Comment faire selon vous pour dépassionner le débat ?


Linda : La rencontre, le dialogue et l'union pour défendre des causes communes et graves qui touchent notre société. Nous occuper des véritables problèmes de la France : le chômage, la lutte pour les droits des citoyens, et surtout l'égalité et la justice pur tous !


Kahina : Pour dépassionner le débat, commençons par écouter les femmes concernées par le sujet, celles qui ont vraiment quelque chose à dire. Pour le moment, on n'entend que les politiques, certains journalistes et intellectuels qui font de la question du voile un enjeu social. Ce qu’elle n’est pas. Je pense que c’est vraiment là le point de départ : donner la parole à celles concernées et qui maitrisent le sujet. Seules ces personnes seront posées le débat en de bons termes. Un débat sain et intelligent ne peut se faire en l’absence de ces parties; dès lors, il n’est pas objectif et raisonnable il devient démesuré et vide de sens.


Baya : Il faut entendre les personnes concernées par ce sujet, les premières intéressées. Cela permettra d’arrêter de fantasmer. Malheureusement, on ne donne pas assez la parole à ces femmes et c'est bien dommage.


 


Est-ce que le voile vous empêche de vivre votre vie ?


Linda : Le voile ne m'empêche pas de vivre ma vie ! C'est la société française actuelle qui m'empêche de m'épanouir dans mes choix. J'ose espérer un peu plus de tolérance de la part de celle-ci ! Une société qui accepte ses citoyens dans sa richesse et sa diversité culturelle. Une France plus ouverte, responsable, mûre, juste et ambitieuse pour ses quartiers populaires.


 


Kahina : Le voile ne m’empêche pas de vivre ma vie : ce que l’on dit du voile à tort me rend la vie difficile à certains moments. Comme je le disais, actuellement certains politiques, journalistes et intellectuels se sont emparés de la question du voile et s’expriment sur les plateaux télés, dans les journaux, dans les universités. La majorité des français entend ce genre de discours sans prendre la peine de se poser les bonnes questions. Ces mêmes personnes, qui dans la rue, posent un regard violent et jugeant sur moi.A certains moments, ces regards vous font l'effet d’un uppercut, certains propos également et là faut avoir les épaules solides. Indépendamment de cela, la femme voilée mène une vie semblable au reste des femmes.


 


Baya : Pas du tout, je vis ma vie de la même façon que lorsque je ne le portais pas encore. Je sors, je voyage, comme je l'ai dit, je me sens encore plus libre et épanouie. Malheureusement, ce que je peux ressentir parfois, ce sont les regards méprisants de certaines personnes dans la rue, voir parfois des remarques et même des insultes. Mais je ne m'arrête pas là dessus.


 


A qui êtes-vous soumise ?


Linda : Je ne suis soumise à personne excepté à mon Seigneur.

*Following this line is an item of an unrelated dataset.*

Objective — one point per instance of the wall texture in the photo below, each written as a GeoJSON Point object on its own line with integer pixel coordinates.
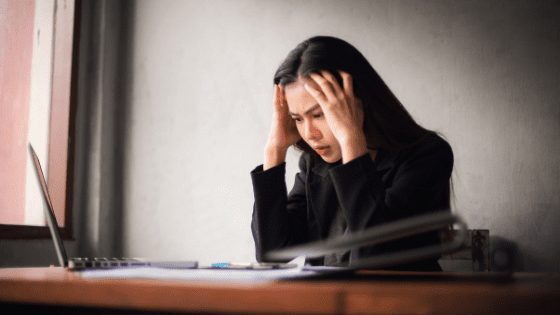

Kahina : La soumission je ne la concède qu’à Dieu, je crois en lui et ma croyance me fait dire que chacun est libre de croire ou de ne pas croire.


Baya : Je suis soumise à Dieu et assume complètement mes convictions religieuses. Par contre, je ne suis soumise à aucun homme et aucune femme. Et je ne plierai jamais devant la pression de qui que ce soit, pas même des politiques et des féministes qui veulent nous imposer leurs idées et code vestimentaire de force.


 


Quelle serait pour vous la société idéale ?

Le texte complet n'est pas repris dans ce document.